Personal information
- Date of birth: 16 September 1931
- Place of birth: Skopje, Kingdom of Yugoslavia
- Date of death: 19 June 2014 (aged 82)
- Place of death: Zrenjanin, Serbia
- Position: Defender

Youth career
- Železničar Zrenjanin

Senior career*
- Years: Team / Apps / (Gls)
- 1954–1960: Proleter Zrenjanin

Managerial career
- 1964–1965: Rudar Kakanj
- 1965–1968: Proleter Zrenjanin
- 1968–1972: Maribor
- 1973–1974: Priština
- 1974–1976: Altay
- 1976–1978: Bursaspor
- 1980: Maribor
- 1980–1981: Proleter Zrenjanin
- 1981–1982: Altay
- 1982–1984: Bursaspor
- 1985–1986: Altay
- 1986: Priština
- 1986–1987: Bursaspor
- 1987–1989: Proleter Zrenjanin
- 1991–1992: Adana Demirspor
- 1993: Altay
- 1995: Adana Demirspor
- 1995–1996: Yeni Salihlispor
- 1996: Göztepe

= Kemal Omeragić =

Macedonian football manager and player (1931–2014)

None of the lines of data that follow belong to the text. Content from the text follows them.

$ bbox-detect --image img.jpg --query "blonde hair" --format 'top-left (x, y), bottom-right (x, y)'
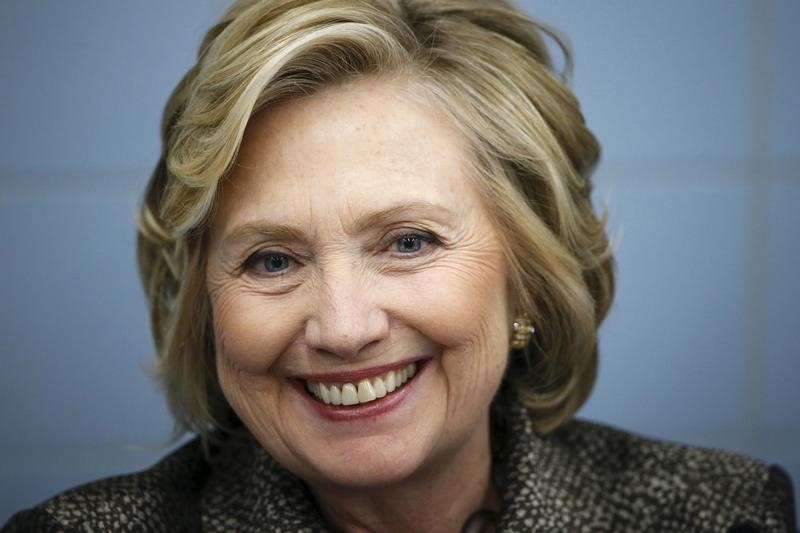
top-left (138, 0), bottom-right (613, 439)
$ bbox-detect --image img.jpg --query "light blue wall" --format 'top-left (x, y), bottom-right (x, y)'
top-left (0, 0), bottom-right (800, 523)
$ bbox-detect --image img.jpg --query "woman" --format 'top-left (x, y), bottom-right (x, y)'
top-left (6, 0), bottom-right (794, 531)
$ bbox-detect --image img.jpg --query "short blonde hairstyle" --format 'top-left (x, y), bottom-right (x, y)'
top-left (138, 0), bottom-right (614, 441)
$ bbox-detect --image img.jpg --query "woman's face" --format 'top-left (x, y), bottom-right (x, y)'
top-left (207, 80), bottom-right (510, 487)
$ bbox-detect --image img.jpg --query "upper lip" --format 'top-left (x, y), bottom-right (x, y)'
top-left (293, 357), bottom-right (423, 383)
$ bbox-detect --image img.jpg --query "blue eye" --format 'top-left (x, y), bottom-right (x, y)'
top-left (262, 254), bottom-right (289, 273)
top-left (245, 252), bottom-right (292, 274)
top-left (394, 233), bottom-right (423, 254)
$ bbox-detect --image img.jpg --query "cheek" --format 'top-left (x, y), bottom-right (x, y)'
top-left (210, 280), bottom-right (296, 374)
top-left (404, 253), bottom-right (508, 353)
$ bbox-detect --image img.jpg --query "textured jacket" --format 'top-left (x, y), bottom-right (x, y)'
top-left (2, 406), bottom-right (796, 533)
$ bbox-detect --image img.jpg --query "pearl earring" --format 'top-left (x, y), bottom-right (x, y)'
top-left (511, 315), bottom-right (536, 350)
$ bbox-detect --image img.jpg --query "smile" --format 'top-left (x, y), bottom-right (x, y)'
top-left (306, 362), bottom-right (417, 406)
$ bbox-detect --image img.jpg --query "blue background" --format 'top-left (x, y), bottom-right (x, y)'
top-left (0, 0), bottom-right (800, 523)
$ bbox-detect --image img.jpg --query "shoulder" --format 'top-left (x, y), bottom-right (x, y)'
top-left (543, 420), bottom-right (794, 531)
top-left (3, 439), bottom-right (209, 532)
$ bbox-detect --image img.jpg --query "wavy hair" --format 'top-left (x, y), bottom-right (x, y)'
top-left (137, 0), bottom-right (614, 442)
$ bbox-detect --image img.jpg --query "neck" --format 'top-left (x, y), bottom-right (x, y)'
top-left (311, 416), bottom-right (500, 532)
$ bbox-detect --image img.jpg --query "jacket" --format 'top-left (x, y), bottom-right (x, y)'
top-left (2, 404), bottom-right (796, 533)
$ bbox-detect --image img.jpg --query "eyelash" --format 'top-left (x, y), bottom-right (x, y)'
top-left (241, 229), bottom-right (442, 278)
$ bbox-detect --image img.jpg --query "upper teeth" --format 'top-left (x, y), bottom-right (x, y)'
top-left (306, 363), bottom-right (417, 405)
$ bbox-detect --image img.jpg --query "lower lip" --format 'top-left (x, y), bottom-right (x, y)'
top-left (293, 361), bottom-right (428, 422)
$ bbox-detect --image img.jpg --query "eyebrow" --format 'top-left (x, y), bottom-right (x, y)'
top-left (222, 201), bottom-right (457, 246)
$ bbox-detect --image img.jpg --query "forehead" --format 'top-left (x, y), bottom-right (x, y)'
top-left (214, 79), bottom-right (480, 231)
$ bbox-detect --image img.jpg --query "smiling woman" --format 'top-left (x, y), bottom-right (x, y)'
top-left (8, 0), bottom-right (794, 532)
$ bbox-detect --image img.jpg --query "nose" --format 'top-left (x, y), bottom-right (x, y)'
top-left (305, 267), bottom-right (389, 358)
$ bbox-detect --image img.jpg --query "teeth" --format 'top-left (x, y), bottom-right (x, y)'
top-left (358, 379), bottom-right (377, 403)
top-left (306, 363), bottom-right (417, 405)
top-left (330, 383), bottom-right (342, 405)
top-left (372, 378), bottom-right (386, 398)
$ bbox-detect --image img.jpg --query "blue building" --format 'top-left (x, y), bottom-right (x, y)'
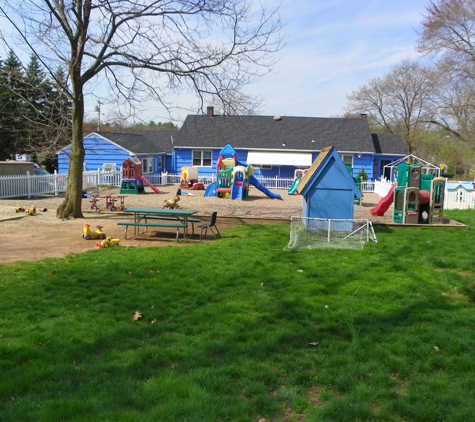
top-left (58, 107), bottom-right (406, 179)
top-left (58, 131), bottom-right (173, 174)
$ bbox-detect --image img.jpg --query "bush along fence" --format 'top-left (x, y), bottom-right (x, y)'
top-left (0, 170), bottom-right (475, 210)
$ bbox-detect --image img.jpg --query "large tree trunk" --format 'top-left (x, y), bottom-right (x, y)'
top-left (56, 91), bottom-right (84, 218)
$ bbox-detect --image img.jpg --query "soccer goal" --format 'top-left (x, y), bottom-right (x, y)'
top-left (285, 217), bottom-right (378, 250)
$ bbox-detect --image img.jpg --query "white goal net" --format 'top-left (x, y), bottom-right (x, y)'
top-left (285, 217), bottom-right (378, 250)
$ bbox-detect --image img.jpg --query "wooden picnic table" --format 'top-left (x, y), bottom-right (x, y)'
top-left (121, 208), bottom-right (200, 241)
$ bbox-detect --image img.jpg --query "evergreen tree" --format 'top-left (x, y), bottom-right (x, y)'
top-left (0, 50), bottom-right (25, 159)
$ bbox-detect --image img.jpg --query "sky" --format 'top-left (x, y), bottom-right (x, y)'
top-left (0, 0), bottom-right (429, 125)
top-left (122, 0), bottom-right (428, 122)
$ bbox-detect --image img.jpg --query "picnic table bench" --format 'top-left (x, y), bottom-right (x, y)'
top-left (117, 221), bottom-right (188, 240)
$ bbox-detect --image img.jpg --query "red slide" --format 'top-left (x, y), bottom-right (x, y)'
top-left (369, 185), bottom-right (396, 217)
top-left (139, 176), bottom-right (164, 193)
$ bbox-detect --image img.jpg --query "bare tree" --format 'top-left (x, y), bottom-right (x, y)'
top-left (0, 0), bottom-right (282, 218)
top-left (419, 0), bottom-right (475, 135)
top-left (346, 60), bottom-right (434, 153)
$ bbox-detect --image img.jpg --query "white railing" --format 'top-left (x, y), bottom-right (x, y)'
top-left (0, 170), bottom-right (475, 210)
top-left (0, 169), bottom-right (380, 198)
top-left (444, 190), bottom-right (475, 210)
top-left (0, 173), bottom-right (66, 199)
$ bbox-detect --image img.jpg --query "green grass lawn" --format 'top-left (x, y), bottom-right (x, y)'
top-left (0, 211), bottom-right (475, 422)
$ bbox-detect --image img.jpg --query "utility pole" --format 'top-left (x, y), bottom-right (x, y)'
top-left (95, 101), bottom-right (102, 132)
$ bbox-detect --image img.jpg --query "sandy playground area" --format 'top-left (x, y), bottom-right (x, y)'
top-left (0, 186), bottom-right (398, 264)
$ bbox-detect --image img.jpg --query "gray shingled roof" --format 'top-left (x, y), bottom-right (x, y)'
top-left (174, 115), bottom-right (404, 154)
top-left (98, 130), bottom-right (178, 154)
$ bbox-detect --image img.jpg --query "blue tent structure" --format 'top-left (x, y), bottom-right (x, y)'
top-left (297, 146), bottom-right (363, 219)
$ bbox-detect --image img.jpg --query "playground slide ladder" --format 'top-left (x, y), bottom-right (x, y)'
top-left (231, 183), bottom-right (244, 200)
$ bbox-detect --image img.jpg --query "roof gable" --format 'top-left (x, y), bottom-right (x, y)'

Kemal Omeragić (Кемал Омерагић; 16 September 1931 – 19 June 2014) was a Macedonian football manager and player.

==Playing career==
Omeragić played for Proleter Zrenjanin during the 1950s, including two seasons in the Yugoslav Second League from 1958 to 1960. He retired after playing for Rudar Kakanj.

==Managerial career==
After hanging up his boots, Omeragić started his managerial career at Rudar Kakanj. He subsequently returned to Proleter Zrenjanin as manager, leading them to promotion to the Yugoslav First League for the first time in the club's history in 1967.

During the 1970s and 1980s, Omeragić served as manager of Turkish clubs Altay and Bursaspor on several occasions.